Entnervt setzte ich noch einmal zu einer Erklärung an, als Markus, unser sozial ungelenkes Superhirn, im Türrahmen erschien.
»Guten Morgen«, sagte er und eilte, ohne mich eines Blickes zu würdigen, auf seinen Stammplatz zu. Wahrscheinlich hatte er Rudis Mail schon am Freitagabend gelesen und wollte auf keinen Fall darauf angesprochen werden.
»Also, was ist los?«, fragte Ralf noch einmal.
Ehe ich erneut ansetzen konnte, unterbrach mich Rudi Heckenbergers kräftiger Bass.
»Guten Morgen, liebe Kollegen«, dröhnte der Dienststellenleiter. »Wie Sie meiner Mail sicher schon entnommen haben, wird Ihr Team diese Woche durch einen hochkarätigen Gast verstärkt. Ich darf Ihnen KHK Merk vorstellen.«
Er bugsierte einen kleinen, aber durchtrainierten Mann Ende 30 in den Raum. Die dunkelbraunen Haare waren militärisch kurz geschnitten. Seine blassblauen Augen musterten uns ausgiebig.
»Guten Morgen«, sagte Merk mit einer in Anbetracht seiner Körpergröße erstaunlich tiefen Stimme. »Ich freue mich sehr, bei Ihnen hospitieren zu dürfen.«
Einen Moment lang breitete sich ein unbehagliches Schweigen aus. Larissa musterte Merk mit einer Mischung aus Neugier und Abneigung, Ralf dagegen mit unverhohlener Ablehnung. Um alles nicht noch peinlicher zu machen, als es ohnehin schon war, trat ich vor und reichte dem Mann die Hand.
»Inge Vill«, sagte ich. »Stellvertretende Dezernatsleiterin.«
»Angenehm«, entgegnete Merk. Sein Händedruck war kräftig, seine Handflächen kalt.
»Frau Vill ist die Mitbewerberin um die Leitungsposition«, fügte Rudi hinzu.
Eine von Merks Augenbrauen zuckte einen Moment lang nach oben, er enthielt sich jedoch eines Kommentars. Ralf, Larissa und schließlich auch Markus folgten meinem Beispiel und schüttelten ihm die Hand.
Raimund kam hinzu. Offenbar hatte er den Hospitanten schon kennengelernt, denn er begrüßte ihn nicht. Wir nahmen Platz. Merk setzte sich auf den freien Stuhl neben Markus, auf dem üblicherweise die Gäste unserer Besprechungen saßen. Auch Staatsanwalt Fink hatte immer dort gesessen, wenn er mit uns zusammengearbeitet hatte. Raimund kam gleich zur Sache. Er schilderte Rudi und Merk, was wir am Tatort gesehen hatten.
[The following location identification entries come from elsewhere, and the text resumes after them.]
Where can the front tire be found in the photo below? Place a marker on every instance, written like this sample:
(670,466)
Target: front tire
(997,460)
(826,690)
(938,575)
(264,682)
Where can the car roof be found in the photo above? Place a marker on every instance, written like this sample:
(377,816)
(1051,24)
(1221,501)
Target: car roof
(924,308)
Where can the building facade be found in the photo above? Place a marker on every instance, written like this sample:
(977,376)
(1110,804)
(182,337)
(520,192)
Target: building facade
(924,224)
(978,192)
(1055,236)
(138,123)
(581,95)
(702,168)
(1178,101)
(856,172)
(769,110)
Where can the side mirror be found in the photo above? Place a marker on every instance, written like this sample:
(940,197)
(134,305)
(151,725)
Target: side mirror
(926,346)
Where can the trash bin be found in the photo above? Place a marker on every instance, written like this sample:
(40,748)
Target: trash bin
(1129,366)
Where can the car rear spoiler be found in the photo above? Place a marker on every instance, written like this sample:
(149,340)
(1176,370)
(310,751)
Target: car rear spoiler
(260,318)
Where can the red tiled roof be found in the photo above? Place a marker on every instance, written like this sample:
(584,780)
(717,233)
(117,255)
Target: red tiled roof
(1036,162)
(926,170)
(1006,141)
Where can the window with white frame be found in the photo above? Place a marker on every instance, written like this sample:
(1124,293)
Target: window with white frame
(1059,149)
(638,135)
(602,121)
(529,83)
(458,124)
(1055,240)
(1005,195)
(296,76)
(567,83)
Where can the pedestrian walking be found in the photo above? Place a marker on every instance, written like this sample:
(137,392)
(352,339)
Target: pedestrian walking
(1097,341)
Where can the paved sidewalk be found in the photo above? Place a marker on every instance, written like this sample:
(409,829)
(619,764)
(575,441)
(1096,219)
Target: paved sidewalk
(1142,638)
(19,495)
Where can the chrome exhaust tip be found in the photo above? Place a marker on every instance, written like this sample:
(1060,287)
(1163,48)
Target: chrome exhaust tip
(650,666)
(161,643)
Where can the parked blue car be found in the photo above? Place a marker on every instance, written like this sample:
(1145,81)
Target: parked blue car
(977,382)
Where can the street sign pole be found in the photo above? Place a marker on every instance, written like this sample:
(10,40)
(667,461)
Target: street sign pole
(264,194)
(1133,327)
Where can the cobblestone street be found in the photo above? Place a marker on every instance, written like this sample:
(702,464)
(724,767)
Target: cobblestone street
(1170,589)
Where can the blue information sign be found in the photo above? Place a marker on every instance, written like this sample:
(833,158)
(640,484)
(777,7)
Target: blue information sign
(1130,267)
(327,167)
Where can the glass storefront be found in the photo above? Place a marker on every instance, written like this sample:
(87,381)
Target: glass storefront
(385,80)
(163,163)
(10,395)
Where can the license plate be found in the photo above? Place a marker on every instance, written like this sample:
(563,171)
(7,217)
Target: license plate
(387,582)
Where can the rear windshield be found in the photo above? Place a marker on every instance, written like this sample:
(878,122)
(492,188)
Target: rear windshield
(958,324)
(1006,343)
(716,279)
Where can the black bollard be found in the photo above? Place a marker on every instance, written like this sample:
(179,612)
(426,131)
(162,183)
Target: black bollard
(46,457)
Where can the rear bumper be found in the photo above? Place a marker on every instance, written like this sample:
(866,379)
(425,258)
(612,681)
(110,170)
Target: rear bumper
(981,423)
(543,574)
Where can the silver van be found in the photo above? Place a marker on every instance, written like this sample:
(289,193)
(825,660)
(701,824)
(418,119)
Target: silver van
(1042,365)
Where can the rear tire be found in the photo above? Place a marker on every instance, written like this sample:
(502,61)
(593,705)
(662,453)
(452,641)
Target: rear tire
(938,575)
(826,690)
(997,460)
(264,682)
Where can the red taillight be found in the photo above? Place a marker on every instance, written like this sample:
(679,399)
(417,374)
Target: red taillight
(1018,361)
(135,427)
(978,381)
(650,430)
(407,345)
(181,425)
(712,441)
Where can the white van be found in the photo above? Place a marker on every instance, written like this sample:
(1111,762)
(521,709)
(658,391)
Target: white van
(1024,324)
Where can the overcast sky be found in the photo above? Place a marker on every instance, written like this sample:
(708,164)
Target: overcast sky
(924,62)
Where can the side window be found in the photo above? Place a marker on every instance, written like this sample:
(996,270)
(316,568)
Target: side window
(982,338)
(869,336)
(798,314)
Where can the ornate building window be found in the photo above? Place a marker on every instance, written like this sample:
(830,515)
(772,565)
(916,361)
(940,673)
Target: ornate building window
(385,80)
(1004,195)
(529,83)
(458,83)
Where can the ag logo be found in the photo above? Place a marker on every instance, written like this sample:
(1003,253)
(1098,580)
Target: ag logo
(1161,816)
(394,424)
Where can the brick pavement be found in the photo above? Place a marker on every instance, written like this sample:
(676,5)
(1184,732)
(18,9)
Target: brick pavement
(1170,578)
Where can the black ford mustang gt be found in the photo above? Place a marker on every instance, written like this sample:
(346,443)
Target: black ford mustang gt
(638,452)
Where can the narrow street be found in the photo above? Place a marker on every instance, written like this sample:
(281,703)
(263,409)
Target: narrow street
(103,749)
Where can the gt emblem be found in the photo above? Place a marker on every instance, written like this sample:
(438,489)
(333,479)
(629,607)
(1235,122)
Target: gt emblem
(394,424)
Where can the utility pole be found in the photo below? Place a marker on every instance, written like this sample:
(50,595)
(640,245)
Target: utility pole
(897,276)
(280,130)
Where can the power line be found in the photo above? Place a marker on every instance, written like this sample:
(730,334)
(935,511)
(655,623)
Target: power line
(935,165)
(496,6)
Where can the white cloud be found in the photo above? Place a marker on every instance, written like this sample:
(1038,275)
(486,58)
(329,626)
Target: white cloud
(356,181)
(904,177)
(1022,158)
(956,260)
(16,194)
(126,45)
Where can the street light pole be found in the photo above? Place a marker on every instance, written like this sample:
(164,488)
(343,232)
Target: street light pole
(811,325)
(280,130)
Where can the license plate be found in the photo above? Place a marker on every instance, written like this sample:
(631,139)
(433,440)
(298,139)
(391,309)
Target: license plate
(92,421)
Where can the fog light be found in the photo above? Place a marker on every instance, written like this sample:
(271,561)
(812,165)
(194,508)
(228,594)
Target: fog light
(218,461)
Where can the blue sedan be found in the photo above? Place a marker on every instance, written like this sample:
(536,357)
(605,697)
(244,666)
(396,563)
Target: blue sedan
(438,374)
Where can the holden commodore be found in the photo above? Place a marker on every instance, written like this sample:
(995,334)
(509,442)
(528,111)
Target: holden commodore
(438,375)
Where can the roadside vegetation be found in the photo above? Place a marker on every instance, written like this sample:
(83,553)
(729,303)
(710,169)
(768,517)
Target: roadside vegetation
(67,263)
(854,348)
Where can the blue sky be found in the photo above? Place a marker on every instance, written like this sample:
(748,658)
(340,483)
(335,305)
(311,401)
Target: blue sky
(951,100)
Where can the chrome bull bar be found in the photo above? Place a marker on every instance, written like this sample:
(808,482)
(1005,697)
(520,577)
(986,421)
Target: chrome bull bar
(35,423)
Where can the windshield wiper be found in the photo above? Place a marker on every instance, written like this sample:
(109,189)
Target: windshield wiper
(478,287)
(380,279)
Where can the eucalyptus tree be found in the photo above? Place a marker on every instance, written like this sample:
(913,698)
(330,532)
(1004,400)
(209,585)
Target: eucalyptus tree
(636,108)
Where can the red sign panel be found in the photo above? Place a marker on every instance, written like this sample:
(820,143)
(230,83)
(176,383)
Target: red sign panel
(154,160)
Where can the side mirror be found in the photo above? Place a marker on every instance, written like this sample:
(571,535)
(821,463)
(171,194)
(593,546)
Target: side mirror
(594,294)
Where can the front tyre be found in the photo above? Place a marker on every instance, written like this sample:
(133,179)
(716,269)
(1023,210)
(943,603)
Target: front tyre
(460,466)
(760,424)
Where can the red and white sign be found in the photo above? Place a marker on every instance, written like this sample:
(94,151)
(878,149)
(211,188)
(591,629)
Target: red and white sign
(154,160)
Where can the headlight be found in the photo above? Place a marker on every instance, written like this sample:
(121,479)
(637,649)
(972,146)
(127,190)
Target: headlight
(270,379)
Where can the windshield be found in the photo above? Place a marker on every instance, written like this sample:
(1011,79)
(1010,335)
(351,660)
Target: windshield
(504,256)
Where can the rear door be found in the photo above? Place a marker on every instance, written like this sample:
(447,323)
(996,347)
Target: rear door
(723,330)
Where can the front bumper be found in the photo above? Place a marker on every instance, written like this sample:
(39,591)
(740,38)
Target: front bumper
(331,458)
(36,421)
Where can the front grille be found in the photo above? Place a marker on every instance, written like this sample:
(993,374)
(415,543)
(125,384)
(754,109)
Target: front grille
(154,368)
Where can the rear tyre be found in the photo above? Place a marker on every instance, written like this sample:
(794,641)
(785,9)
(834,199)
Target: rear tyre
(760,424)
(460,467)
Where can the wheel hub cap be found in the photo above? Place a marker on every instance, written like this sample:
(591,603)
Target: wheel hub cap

»Unschöne Sache«, sagte Rudi. »Aber gleichzeitig dürfte das eine perfekte Gelegenheit sein, das Team bei der Arbeit kennenzulernen.« Er zwinkerte Merk zu.
In diesem Augenblick öffnete sich die Tür und Fink erschien. Er hatte in seinem Urlaub ein wenig Sonne abbekommen und die dunkelbraunen Haare waren nicht mehr kurze Stoppeln, sondern so lang, dass sich sogar ein Gang zum Friseur gelohnt hätte.
Ein seltsames Gefühl durchströmte mich, ein Gefühl, das ich bei seinem Anblick noch nie empfunden hatte. Auch wenn wir privat inzwischen ganz gut miteinander auskamen, hatten wir doch gerade am Anfang unserer Zusammenarbeit Differenzen gehabt. Seine eher pedantische Art hatte sich an meinem Freiheitsdrang gerieben und umgekehrt. Insofern war ich immer ein wenig angespannt, wenn wir zusammen einen Fall bearbeiteten. Doch heute wich dieses Gefühl einem anderen: purer Erleichterung.
Er nickte den Anwesenden kurz zu, ohne den Blick auf jemanden im Besonderen zu richten. Dann sah er, dass sein Stammplatz besetzt war. Die blauen Augen hinter der randlosen Brille wurden schmaler und seine Stirn legte sich in Falten.
»Darf ich vorstellen«, sagte Rudi, der die Irritation des Staatsanwaltes bemerkt hatte. »KHK Merk aus Tübingen. Er hospitiert diese Woche im Team des Dezernats 2.«
Fink nickte ihm zu und setzte sich neben mich. »Guten Morgen«, flüsterte er mir zu.
Ich war vollkommen perplex. Er neigte doch sonst nicht zu Freundlichkeiten.
»Guten Morgen«, raunte ich zurück.
»Ist dieser Gartenzwerg da drüben der Mitbewerber um die Dezernatsleitung?«, fragte er in einer Lautstärke, von der ich hoffte, dass sie wirklich nur für mich hörbar war. Ich unterdrückte ein Lachen, das sich daraufhin in einem mittelstarken Hustenanfall Bahn brach.
»Ja«, sagte ich zwischen zwei Atemzügen. Fink schien mit dieser Auskunft zufrieden und schwieg fortan.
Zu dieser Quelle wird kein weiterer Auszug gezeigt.